This a named implementation for DNS zone hosting. It is capable of performing signing all records in the zone for server DNSSEC RRSIG records associated with all records in a zone. There is also a `hickory-dns` binary that can be generated from the library with `cargo install hickory-dns`. Dynamic updates are supported via `SIG0` (an mTLS authentication method is under development).
**NOTICE** This project was rebranded fromt Trust-DNS to Hickory DNS and has been moved to the https://github.com/hickory-dns/hickory-dns organization and repo, this crate/binary has been moved to [hickory-dns](https://crates.io/crates/hickory-dns), from `0.24` and onward, for prior versions see [trust-dns](https://crates.io/crates/trust-dns).
Support of TLS on the Server is managed through a pkcs12 der file. The documentation is captured in the example test config file, [example.toml](https://github.com/hickory-dns/hickory-dns/blob/main/tests/test-data/test_configs/example.toml). A registered certificate to the server can be pinned to the Client with the `add_ca()` method. Alternatively, as the client uses the rust-native-tls library, it should work with certificate signed by any standard CA.
DoT and DoH are supported. This is accomplished through the use of one of `native-tls`, `openssl`, or `rustls` (only `rustls` is currently supported for DoH). The Resolver requires only requires valid DoT or DoH resolvers being registered in order to be used.

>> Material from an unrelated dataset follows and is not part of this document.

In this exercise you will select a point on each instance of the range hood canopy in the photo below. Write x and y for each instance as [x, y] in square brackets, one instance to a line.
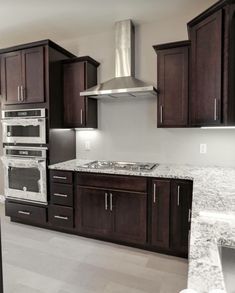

To use with the `Client`, the `TlsClientConnection` or `HttpsClientConnection` should be used. Similarly, to use with the tokio `AsyncClient` the `TlsClientStream` or `HttpsClientStream` should be used. ClientAuth, mTLS, is currently not supported, there are some issues still being worked on. TLS is useful for Server authentication and connection privacy.
To enable DoT one of the features `dns-over-native-tls`, `dns-over-openssl`, or `dns-over-rustls` must be enabled, `dns-over-https-rustls` is used for DoH.
Zones will be automatically resigned on any record updates via dynamic DNS. To enable DNSSEC, one of the features `dnssec-openssl` or `dnssec-ring` must be enabled.
Hickory DNS does it's best job to follow semver. Hickory DNS will be promoted to 1.0 upon stabilization of the publicly exposed APIs. This does not mean that Hickory DNS will necessarily break on upgrades between 0.x updates. Whenever possible, old APIs will be deprecated with notes on what replaced those deprecations. Hickory DNS will make a best effort to never break software which depends on it due to API changes, though this can not be guaranteed. Deprecated interfaces will be maintained for at minimum one major release after that in which they were deprecated (where possible), with the exception of the upgrade to 1.0 where all deprecated interfaces will be planned to be removed.